Screening Starting AgeAll Lung Cancer/ No. ScreenedStage I/ No. ScreenedStage I/ All Lung CancerStage I/ All Nodules
40 (n = 48,749)0.94% (0.65%-1.37%)0.76% (0.49%-1.07%)78.74% (68.43%-86.35%)3.36% (1.69%-6.56%)
45 (n = 7,913)1.05% (0.55%-2.01%)0.78% (0.25%-2.39%)81.64% (28.42%-98.03%)3.46% (1.13%-10.13%)
50 (n = 29,981)1.19% (0.85%-1.66%)0.81% (0.57%-1.13%)69.43% (61.23%-76.57%)1.87% (1.37%-2.55%)
55 (n = 30,943)1.65% (1.19%-2.29%)1.06% (0.84%-1.33%)50.61% (46.95%-54.27%)2.32% (1.46%-3.66%)
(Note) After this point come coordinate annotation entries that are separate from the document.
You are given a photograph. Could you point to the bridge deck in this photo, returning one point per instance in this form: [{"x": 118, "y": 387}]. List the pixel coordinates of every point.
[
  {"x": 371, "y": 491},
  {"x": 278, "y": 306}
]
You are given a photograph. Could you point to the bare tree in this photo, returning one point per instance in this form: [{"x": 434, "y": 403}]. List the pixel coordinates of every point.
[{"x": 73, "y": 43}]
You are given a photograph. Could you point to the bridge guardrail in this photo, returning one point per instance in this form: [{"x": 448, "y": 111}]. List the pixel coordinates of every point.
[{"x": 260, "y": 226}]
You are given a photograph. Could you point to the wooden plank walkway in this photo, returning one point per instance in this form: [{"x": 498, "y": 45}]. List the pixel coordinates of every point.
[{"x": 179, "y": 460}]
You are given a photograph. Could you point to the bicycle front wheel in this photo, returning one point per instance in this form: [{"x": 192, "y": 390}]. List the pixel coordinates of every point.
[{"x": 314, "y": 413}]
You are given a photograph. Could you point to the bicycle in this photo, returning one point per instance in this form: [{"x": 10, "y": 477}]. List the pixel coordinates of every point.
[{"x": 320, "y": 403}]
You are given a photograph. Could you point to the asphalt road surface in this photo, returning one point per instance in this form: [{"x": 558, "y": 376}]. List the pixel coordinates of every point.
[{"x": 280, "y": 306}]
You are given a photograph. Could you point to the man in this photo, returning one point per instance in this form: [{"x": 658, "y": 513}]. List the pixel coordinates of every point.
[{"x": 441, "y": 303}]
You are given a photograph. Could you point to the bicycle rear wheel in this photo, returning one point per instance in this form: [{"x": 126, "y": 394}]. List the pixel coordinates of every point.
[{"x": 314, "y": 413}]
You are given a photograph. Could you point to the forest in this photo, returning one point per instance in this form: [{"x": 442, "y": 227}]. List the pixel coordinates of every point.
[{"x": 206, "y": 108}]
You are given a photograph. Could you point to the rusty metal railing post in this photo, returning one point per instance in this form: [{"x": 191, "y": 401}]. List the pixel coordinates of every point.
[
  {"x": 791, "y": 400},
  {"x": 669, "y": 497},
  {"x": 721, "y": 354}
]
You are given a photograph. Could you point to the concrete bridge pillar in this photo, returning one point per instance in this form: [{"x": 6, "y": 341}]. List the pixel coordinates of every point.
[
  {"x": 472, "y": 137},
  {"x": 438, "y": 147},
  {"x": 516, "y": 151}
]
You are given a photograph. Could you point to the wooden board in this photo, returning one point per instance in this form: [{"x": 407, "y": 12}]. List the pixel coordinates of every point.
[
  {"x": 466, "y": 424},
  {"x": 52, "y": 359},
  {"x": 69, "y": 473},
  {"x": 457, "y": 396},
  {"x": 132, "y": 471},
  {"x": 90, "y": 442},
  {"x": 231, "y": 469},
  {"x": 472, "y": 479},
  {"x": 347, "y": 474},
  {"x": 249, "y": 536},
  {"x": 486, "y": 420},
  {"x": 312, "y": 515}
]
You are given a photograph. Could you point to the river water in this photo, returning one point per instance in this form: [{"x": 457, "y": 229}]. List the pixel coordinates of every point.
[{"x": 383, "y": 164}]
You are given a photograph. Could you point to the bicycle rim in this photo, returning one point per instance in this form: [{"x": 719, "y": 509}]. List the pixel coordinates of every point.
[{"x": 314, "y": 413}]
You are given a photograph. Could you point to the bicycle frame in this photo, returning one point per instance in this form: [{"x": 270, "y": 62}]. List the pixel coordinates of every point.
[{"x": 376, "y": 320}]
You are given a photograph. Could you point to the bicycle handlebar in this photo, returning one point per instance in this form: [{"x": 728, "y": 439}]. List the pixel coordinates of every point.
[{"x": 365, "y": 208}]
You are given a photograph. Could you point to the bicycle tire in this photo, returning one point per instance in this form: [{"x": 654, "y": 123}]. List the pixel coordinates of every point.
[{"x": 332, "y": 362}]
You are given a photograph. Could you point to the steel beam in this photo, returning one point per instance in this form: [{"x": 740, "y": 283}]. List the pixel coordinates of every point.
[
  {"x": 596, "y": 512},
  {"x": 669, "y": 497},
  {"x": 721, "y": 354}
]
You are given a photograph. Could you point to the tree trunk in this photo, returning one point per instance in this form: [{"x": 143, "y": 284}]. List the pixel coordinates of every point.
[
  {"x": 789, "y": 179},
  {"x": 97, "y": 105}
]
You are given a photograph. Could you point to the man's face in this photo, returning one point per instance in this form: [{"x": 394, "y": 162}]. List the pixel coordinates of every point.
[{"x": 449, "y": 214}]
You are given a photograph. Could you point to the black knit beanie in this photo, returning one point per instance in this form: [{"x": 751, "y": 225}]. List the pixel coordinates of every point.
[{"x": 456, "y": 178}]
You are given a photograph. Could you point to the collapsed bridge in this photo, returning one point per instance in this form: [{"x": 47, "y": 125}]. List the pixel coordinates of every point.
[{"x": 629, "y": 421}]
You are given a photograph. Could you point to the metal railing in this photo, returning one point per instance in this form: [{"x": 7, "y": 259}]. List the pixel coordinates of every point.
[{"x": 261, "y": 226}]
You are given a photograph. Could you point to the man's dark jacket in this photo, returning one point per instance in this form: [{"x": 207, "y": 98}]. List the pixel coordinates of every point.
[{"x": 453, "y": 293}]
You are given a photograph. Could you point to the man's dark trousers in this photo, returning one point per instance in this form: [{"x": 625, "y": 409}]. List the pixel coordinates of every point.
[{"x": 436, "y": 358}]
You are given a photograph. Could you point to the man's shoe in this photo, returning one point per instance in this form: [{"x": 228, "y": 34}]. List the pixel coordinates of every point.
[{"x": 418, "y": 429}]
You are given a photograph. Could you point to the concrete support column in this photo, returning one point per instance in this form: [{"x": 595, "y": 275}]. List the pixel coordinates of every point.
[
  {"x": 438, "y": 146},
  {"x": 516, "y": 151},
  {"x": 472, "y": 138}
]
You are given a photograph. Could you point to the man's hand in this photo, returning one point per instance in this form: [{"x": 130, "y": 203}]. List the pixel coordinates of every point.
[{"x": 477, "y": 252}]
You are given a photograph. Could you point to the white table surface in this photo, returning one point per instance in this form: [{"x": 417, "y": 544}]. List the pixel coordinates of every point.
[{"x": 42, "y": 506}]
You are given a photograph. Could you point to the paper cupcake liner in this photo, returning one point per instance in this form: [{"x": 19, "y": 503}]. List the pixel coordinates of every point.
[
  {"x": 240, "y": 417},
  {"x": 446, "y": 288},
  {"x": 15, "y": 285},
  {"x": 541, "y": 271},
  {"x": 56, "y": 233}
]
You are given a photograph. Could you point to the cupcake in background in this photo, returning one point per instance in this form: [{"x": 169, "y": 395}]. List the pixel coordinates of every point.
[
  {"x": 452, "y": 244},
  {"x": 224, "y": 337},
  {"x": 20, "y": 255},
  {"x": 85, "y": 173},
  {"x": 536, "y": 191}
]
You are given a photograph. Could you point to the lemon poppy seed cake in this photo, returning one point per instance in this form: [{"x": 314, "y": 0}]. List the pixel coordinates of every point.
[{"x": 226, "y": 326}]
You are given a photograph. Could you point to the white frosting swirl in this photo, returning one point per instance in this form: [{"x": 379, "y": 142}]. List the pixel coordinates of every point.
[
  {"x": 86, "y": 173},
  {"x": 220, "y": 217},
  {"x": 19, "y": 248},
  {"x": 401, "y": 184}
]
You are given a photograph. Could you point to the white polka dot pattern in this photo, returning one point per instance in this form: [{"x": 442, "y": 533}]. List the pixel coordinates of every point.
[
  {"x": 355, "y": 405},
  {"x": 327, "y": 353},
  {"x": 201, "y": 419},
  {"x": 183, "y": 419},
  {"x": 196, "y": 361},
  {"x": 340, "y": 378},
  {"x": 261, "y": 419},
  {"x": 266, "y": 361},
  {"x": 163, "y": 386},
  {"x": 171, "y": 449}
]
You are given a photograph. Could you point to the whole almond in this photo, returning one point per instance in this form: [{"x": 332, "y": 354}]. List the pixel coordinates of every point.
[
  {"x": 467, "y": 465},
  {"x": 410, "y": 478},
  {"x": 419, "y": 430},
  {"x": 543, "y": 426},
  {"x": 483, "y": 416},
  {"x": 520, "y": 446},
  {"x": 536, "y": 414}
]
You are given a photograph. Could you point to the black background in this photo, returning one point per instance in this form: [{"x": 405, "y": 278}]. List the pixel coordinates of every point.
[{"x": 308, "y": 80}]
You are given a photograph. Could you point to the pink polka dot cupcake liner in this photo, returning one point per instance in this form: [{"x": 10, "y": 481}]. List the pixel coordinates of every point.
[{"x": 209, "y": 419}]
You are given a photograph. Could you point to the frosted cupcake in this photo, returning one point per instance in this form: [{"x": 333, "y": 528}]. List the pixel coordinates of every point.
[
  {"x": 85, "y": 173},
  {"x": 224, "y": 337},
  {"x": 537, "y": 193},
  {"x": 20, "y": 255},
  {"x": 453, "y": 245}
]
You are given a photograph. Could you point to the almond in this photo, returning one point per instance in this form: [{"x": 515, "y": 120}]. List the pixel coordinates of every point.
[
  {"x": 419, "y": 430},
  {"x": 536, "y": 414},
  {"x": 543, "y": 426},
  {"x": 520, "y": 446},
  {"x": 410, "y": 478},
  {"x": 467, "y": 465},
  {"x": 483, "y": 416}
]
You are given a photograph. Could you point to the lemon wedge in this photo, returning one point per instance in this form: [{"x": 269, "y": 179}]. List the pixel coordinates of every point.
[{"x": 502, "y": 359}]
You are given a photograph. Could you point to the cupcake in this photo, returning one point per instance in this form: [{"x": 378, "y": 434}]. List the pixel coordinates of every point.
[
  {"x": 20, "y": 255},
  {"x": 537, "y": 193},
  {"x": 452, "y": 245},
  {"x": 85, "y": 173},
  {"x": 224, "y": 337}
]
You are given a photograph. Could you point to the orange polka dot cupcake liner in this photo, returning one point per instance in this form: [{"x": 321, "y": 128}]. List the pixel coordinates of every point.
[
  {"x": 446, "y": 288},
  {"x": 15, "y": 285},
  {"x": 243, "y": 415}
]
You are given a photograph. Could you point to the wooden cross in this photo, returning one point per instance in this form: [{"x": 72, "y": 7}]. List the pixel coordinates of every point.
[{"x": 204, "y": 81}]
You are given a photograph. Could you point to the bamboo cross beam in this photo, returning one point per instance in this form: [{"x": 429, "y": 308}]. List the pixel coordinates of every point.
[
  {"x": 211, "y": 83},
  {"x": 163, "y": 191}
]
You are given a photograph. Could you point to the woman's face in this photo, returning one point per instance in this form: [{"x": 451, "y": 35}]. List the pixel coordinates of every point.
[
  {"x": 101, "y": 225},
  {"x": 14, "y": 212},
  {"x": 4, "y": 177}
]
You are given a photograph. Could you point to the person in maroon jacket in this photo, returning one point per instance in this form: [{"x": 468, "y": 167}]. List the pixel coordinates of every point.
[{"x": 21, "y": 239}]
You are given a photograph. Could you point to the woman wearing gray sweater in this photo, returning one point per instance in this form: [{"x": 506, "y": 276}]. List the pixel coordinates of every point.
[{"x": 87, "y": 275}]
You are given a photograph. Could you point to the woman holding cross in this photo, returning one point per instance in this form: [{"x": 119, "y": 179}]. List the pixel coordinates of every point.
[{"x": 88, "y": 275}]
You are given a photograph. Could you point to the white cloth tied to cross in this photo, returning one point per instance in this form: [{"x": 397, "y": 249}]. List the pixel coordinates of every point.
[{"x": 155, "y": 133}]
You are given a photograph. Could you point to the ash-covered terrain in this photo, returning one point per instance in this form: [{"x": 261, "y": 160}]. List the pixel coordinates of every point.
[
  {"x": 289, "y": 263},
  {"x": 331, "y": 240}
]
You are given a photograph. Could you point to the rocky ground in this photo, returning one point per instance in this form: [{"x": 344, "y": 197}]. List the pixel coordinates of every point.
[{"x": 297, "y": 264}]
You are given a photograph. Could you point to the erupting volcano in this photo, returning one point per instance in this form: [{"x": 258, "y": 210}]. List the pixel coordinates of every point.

In order to discover more early stage diseases when they can be cured, the starting age for lung cancer screening should be 45. In addition, starting screening at younger age might simplify the diagnosis in a cleaner background. Determination of the optimal starting age needs more analysis based on the original data, under comprehensive consideration of the survival benefits, costs and impact of different risk factors.

Editorial acknowledgement

Clinical trial identification

Legal entity responsible for the study

The First Affiliated Hospital of Guangzhou Medical University.


Has not received any funding.


All authors have declared no conflicts of interest.